Calculating isotope assignments in 329 Groups... % finished: 10 20 30 40 50 60 70 80 90 100
Calculating graph cross linking in 329 Groups... % finished: 10 20 30 40 50 60 70 80 90 100
New number of ps-groups: 6819 xsAnnotate has now 6819 groups, instead of 329 Generating peak matrix for peak annotation!

Calculating possible adducts in 6819 Groups... Parallel mode: There are 141 tasks. Sending task # 1 Sending task # 2 Sending task # 3 Sending task # 4 [...] (I made it shorter for space reasons) Sending task # 138 Sending task # 139 Sending task # 140 Sending task # 141

Job Information None

Job Traceback None

This is an automated message.

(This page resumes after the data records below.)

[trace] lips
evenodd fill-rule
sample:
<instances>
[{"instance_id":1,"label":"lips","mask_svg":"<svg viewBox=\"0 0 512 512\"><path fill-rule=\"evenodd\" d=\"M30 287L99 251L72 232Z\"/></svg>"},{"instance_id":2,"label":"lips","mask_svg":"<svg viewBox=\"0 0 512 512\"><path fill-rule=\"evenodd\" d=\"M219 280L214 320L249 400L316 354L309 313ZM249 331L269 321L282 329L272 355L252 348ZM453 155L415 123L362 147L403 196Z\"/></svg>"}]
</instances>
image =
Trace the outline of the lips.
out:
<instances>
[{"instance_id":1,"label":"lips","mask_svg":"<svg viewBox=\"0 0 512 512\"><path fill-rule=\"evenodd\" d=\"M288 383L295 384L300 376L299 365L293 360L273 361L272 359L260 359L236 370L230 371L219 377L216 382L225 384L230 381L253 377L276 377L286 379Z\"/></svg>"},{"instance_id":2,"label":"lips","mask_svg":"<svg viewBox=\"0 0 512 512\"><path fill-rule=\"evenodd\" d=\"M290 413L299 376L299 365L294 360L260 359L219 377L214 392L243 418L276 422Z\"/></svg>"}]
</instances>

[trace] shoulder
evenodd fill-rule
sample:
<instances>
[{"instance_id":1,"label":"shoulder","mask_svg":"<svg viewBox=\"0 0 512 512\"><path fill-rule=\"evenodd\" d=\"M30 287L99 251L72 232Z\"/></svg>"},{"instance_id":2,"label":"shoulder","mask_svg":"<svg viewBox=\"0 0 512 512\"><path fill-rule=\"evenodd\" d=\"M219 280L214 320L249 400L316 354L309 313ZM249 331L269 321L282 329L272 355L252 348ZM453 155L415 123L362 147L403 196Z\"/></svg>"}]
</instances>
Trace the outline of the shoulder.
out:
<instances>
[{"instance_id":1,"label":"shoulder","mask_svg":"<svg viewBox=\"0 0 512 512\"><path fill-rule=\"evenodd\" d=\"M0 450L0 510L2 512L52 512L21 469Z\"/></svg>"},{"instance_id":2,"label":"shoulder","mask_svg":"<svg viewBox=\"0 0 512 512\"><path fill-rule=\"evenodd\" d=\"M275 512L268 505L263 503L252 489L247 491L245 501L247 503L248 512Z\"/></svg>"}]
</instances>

Do not reply to this address.

lecorguille commented 4 years ago
NA values in xcmsSet. Use fillPeaks() on the object to fill-in missing peak values. Note however that this will also insert intensities of 0 for peaks that can not be filled in.

Did you try the option Replace the remain NA by 0 in the dataMatrix in xcms fillChromPeaks ?

melpetera commented 4 years ago

The thing is this option only concerns the dataMatrix output. Previously fillPeaks provided 0 values instead of NA I guess in the xcms object, but now with findCromPeaks when it is not able to fill the NA it leaves it as NA in the xcms object. This allows an iterative use of fillChromPeaks (which is cool), but it is a limitation for CAMERA's EIC that does not want to run if there are NA in the xcms object.

I guess we should ping the CAMERA R package developpers.

yguitton commented 1 year ago

Hi all,

A little up on that issue that seems to be link to the forum message https://community.france-bioinformatique.fr/t/probleme-creation-eic-camera/2722/2?u=yguitton

Did someone already found a way to deal with such error? Best Yann

melpetera commented 1 year ago

As the problem would be NA values, in fact there are at least two different ways to reformulate the problem:

I highlight that because maybe in the second case it would be possible to "just" add in the CAMERA Galaxy wrapper a step to convert NA to 0 in the xcms object in case the user ask for EIC? I am not very familiar with these object, but maybe it is something that could be manually replaced?